We partnered with @trajectorylabs to post-train NVIDIA Nemotron 3 Ultra for legal. Here’s what we found:
1) Open-weight models can reach frontier legal performance.
On our Legal Agent Benchmark (LAB), Nemotron 3 Ultra started at a 0% all-pass rate. After post-training, it reached 5.8%, placing it between Sonnet 4.6 at 4.2% and Opus 4.6 at 6.6%.
2) Post-training dramatically improves reliability.
Before training, many held-out tasks missed enough rubric dimensions to land around ~70% pass rates.

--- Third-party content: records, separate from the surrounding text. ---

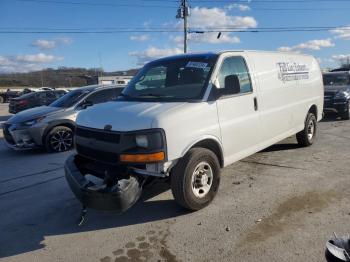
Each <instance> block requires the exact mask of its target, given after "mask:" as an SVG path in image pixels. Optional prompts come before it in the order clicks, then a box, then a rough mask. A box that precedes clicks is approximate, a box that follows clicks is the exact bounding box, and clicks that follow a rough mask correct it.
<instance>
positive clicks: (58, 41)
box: [32, 37, 73, 50]
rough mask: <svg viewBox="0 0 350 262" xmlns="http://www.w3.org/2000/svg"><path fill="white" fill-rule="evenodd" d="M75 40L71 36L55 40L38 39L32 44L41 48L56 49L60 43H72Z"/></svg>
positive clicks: (64, 44)
mask: <svg viewBox="0 0 350 262" xmlns="http://www.w3.org/2000/svg"><path fill="white" fill-rule="evenodd" d="M72 42H73V40H72V39H71V38H68V37H59V38H56V39H53V40H46V39H37V40H35V41H34V42H33V43H32V46H34V47H37V48H39V49H40V50H47V49H54V48H56V47H57V46H59V45H70V44H71V43H72Z"/></svg>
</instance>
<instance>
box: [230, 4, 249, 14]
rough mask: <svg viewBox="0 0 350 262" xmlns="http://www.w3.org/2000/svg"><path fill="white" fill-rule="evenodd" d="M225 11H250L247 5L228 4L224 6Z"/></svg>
mask: <svg viewBox="0 0 350 262" xmlns="http://www.w3.org/2000/svg"><path fill="white" fill-rule="evenodd" d="M226 9H228V10H230V11H231V10H234V9H238V10H239V11H242V12H244V11H250V10H251V9H250V7H249V5H244V4H230V5H228V6H226Z"/></svg>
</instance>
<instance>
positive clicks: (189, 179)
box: [170, 148, 220, 211]
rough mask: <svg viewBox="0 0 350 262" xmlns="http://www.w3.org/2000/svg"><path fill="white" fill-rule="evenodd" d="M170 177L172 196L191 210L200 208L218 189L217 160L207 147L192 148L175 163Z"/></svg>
mask: <svg viewBox="0 0 350 262" xmlns="http://www.w3.org/2000/svg"><path fill="white" fill-rule="evenodd" d="M199 176H201V177H202V178H199ZM194 178H196V179H194ZM170 179H171V181H170V184H171V190H172V193H173V196H174V198H175V201H176V202H177V203H178V204H179V205H180V206H182V207H184V208H185V209H188V210H191V211H196V210H199V209H202V208H204V207H206V206H207V205H209V203H210V202H211V201H212V200H213V199H214V197H215V195H216V193H217V191H218V188H219V185H220V164H219V160H218V158H217V156H216V155H215V154H214V153H213V152H212V151H210V150H208V149H205V148H193V149H191V150H190V151H189V152H188V153H187V154H186V155H185V156H184V157H183V158H182V159H180V160H179V162H178V163H177V164H176V166H175V167H174V169H173V171H172V173H171V177H170ZM209 184H210V186H209Z"/></svg>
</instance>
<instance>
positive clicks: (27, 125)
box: [22, 116, 45, 126]
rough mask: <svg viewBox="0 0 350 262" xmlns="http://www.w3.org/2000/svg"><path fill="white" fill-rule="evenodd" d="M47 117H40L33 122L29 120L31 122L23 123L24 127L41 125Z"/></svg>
mask: <svg viewBox="0 0 350 262" xmlns="http://www.w3.org/2000/svg"><path fill="white" fill-rule="evenodd" d="M44 118H45V117H44V116H42V117H38V118H35V119H33V120H29V121H26V122H23V123H22V125H24V126H33V125H35V124H37V123H40V122H41V121H42V120H43V119H44Z"/></svg>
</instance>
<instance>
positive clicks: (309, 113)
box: [296, 113, 317, 147]
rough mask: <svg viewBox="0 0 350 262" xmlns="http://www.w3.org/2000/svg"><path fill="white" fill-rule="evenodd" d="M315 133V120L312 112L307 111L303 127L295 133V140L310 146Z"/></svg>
mask: <svg viewBox="0 0 350 262" xmlns="http://www.w3.org/2000/svg"><path fill="white" fill-rule="evenodd" d="M316 133H317V120H316V116H315V115H314V114H313V113H308V114H307V117H306V121H305V127H304V129H303V130H302V131H300V132H299V133H297V135H296V137H297V141H298V144H299V145H300V146H303V147H307V146H311V145H312V144H313V143H314V141H315V139H316Z"/></svg>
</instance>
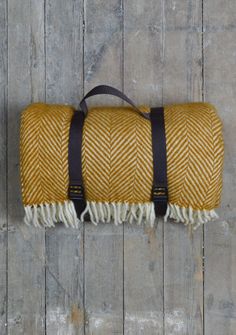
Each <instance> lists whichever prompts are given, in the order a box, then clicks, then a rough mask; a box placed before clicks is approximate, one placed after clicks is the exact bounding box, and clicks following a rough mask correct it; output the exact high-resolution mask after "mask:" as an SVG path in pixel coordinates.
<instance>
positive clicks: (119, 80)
mask: <svg viewBox="0 0 236 335" xmlns="http://www.w3.org/2000/svg"><path fill="white" fill-rule="evenodd" d="M83 3H84V7H83ZM202 3H203V4H204V6H203V14H204V15H203V22H204V34H203V42H204V43H203V46H204V49H203V50H202ZM235 13H236V4H235V2H234V1H233V0H228V1H227V2H226V3H225V4H224V3H223V2H222V1H219V0H217V1H213V0H206V1H203V0H197V1H193V0H183V1H172V0H166V1H164V0H158V1H154V0H146V1H144V0H137V1H134V0H130V1H128V0H127V1H125V0H111V1H104V0H99V1H95V0H84V1H83V0H68V1H63V0H47V1H44V0H22V1H18V0H11V1H7V0H0V50H1V52H0V88H1V89H0V157H1V162H0V185H1V187H0V220H1V222H0V334H1V335H2V334H3V335H6V334H9V335H19V334H25V335H28V334H29V335H32V334H35V335H45V334H46V333H47V334H48V335H54V334H57V335H58V334H59V335H60V334H61V335H64V334H68V335H75V334H82V335H85V334H91V335H92V334H95V335H99V334H102V335H106V334H107V335H108V334H109V335H110V334H126V335H134V334H135V335H139V334H142V335H143V334H144V335H151V334H153V335H154V334H161V335H162V334H166V335H167V334H168V335H169V334H171V335H175V334H176V335H177V334H181V335H182V334H191V335H192V334H195V335H203V334H205V335H212V334H214V335H222V334H224V335H234V334H235V329H236V322H235V320H236V312H235V311H236V308H235V306H236V295H235V287H236V286H235V283H236V266H235V264H236V257H235V254H236V242H235V241H236V239H235V237H236V228H235V208H236V204H235V191H236V182H235V178H234V176H235V159H234V157H235V155H236V152H235V150H236V149H235V145H234V142H235V139H234V132H235V130H234V128H235V126H234V124H235V122H236V118H235V113H234V107H235V103H236V101H235V90H234V87H235V85H236V76H235V71H234V69H235V67H236V58H235V55H236V44H235V39H236V30H235ZM7 16H8V17H7ZM83 17H84V19H85V32H84V37H83ZM7 21H8V25H7ZM7 37H8V40H7ZM83 40H84V45H83ZM7 49H8V50H7ZM202 51H203V53H202ZM202 56H203V58H202ZM7 57H8V58H7ZM45 65H46V67H45ZM83 66H84V68H83ZM202 66H204V68H203V69H202ZM202 70H204V71H203V73H204V85H202V84H203V83H202ZM101 83H106V84H111V85H113V86H116V87H118V88H120V89H124V91H125V93H127V94H128V95H129V96H130V97H131V98H133V99H134V101H135V102H137V103H138V104H145V103H146V104H150V105H152V106H154V105H156V106H158V105H161V104H162V103H164V104H168V103H176V102H185V101H193V100H194V101H199V100H201V99H202V93H204V94H203V95H204V97H205V100H207V101H209V102H212V103H214V104H215V105H216V106H217V107H218V110H219V114H220V116H221V118H222V120H223V123H224V128H225V148H226V157H225V174H224V193H223V206H222V208H221V210H220V211H219V214H220V216H221V219H220V220H218V221H217V222H216V223H214V222H213V223H208V224H207V225H206V227H205V228H204V230H203V229H201V228H200V229H198V230H197V231H196V232H194V234H193V235H192V236H191V235H190V234H189V231H188V229H187V228H186V227H184V226H182V225H181V224H173V223H171V222H168V223H166V224H163V222H162V220H160V221H159V224H158V226H157V228H148V227H145V226H143V225H141V226H134V225H133V226H129V225H125V226H118V227H117V226H114V225H112V224H111V225H109V224H107V225H104V224H101V225H98V226H97V227H96V226H93V225H92V224H90V223H86V224H85V225H84V226H83V225H81V226H80V229H78V230H75V229H66V228H64V226H62V225H61V224H59V225H58V227H57V228H56V229H50V230H47V231H46V235H45V231H44V229H35V228H31V227H30V228H27V227H26V226H25V225H24V224H23V222H22V218H23V210H22V203H21V196H20V179H19V150H18V147H19V117H20V112H21V110H22V109H23V108H24V107H25V106H26V105H27V104H29V103H31V102H32V101H39V100H40V101H44V100H47V102H48V103H69V104H74V105H75V106H76V105H77V104H78V102H79V99H80V98H81V97H82V95H83V90H84V91H88V90H89V89H90V88H92V87H93V86H95V85H97V84H101ZM202 88H204V91H203V92H202ZM101 102H102V103H104V104H107V105H108V104H121V103H122V102H121V101H120V100H119V99H116V98H111V99H110V98H108V97H104V96H103V97H97V98H96V99H91V101H90V102H89V104H90V105H93V104H101ZM7 113H8V114H7ZM6 136H7V138H6ZM6 142H7V143H6ZM6 145H7V148H6ZM6 155H7V157H6ZM6 177H8V178H7V180H6ZM7 184H8V185H7ZM7 209H8V210H9V213H8V214H7ZM7 219H8V221H9V229H8V237H7V235H6V234H7V232H6V229H5V225H6V223H7ZM203 242H204V245H205V248H204V251H203V250H202V245H203ZM7 245H8V249H6V248H7ZM45 250H46V251H45ZM203 252H204V256H205V259H203V258H202V255H203ZM45 253H46V257H45ZM7 258H8V260H7ZM203 261H204V264H205V271H204V272H203V268H202V264H203ZM45 266H46V268H45ZM6 270H8V271H6ZM6 279H8V282H7V283H6ZM6 284H7V285H6ZM203 289H204V292H203ZM7 292H8V297H7ZM203 294H204V296H203ZM203 303H204V305H203ZM45 306H46V308H45ZM6 320H7V323H8V331H7V327H6V325H5V323H6Z"/></svg>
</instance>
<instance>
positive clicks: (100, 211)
mask: <svg viewBox="0 0 236 335" xmlns="http://www.w3.org/2000/svg"><path fill="white" fill-rule="evenodd" d="M86 214H89V217H90V221H91V222H92V223H93V224H94V225H97V224H98V223H100V222H102V223H110V222H114V224H115V225H118V224H122V223H124V222H128V223H130V224H132V223H137V224H138V225H140V224H141V223H144V224H145V225H148V226H151V227H153V226H154V223H155V219H156V215H155V208H154V204H153V202H147V203H142V204H128V203H121V202H120V203H113V202H112V203H108V202H105V203H102V202H93V201H87V203H86V208H85V210H84V211H83V213H82V214H81V216H80V218H79V219H78V217H77V214H76V210H75V207H74V203H73V202H72V201H70V200H67V201H64V202H63V203H51V204H40V205H32V206H31V205H27V206H25V218H24V222H25V223H26V224H27V225H33V226H35V227H55V223H56V222H62V223H64V224H65V226H66V227H71V228H78V227H79V224H80V223H82V222H84V221H85V218H86ZM217 218H218V215H217V214H216V212H215V210H214V209H212V210H193V209H192V208H191V207H189V208H184V207H180V206H178V205H176V204H170V203H169V204H168V206H167V211H166V214H165V216H164V222H166V221H167V220H168V219H173V220H175V222H182V223H184V224H185V225H190V226H191V227H193V229H197V227H199V226H200V225H201V224H204V223H206V222H208V221H212V220H214V219H217Z"/></svg>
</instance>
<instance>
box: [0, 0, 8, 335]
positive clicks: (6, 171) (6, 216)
mask: <svg viewBox="0 0 236 335" xmlns="http://www.w3.org/2000/svg"><path fill="white" fill-rule="evenodd" d="M0 50H1V53H0V162H1V163H0V185H1V187H0V213H1V214H0V333H1V334H2V335H6V334H7V328H6V324H7V199H6V195H7V193H6V191H7V170H6V155H7V151H6V150H7V148H6V126H7V125H6V116H7V2H6V1H5V0H1V1H0Z"/></svg>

After training, those tasks shifted toward ~95% pass rates.
3) Open-weight performance comes at much lower cost.
Post-trained Nemotron 3 Ultra reached a similar quality band to leading closed models while running at roughly 1/8th to 1/50th the per-token price of Sonnet 4.6 and Opus 4.6.
Most importantly: we post-trained this model on the @trajectorylabs platform less than 24 hours after Nemotron 3 Ultra launched, using the same harness, data, and recipe we used for Nemotron 3 Super.
More to come as we continue to experiment with open-weight legal agents.
Read more on post-training with Trajectory below:
1/ We post-trained @nvidia Nemotron 3 Ultra on @harvey Legal Agent Bench in under 24 hours.
The result: an open model reaching the same band as leading closed models on legal work, at a fraction of the cost.
The correlating story: when a new open model ships, Trajectory can turn it into a specialized agent almost immediately.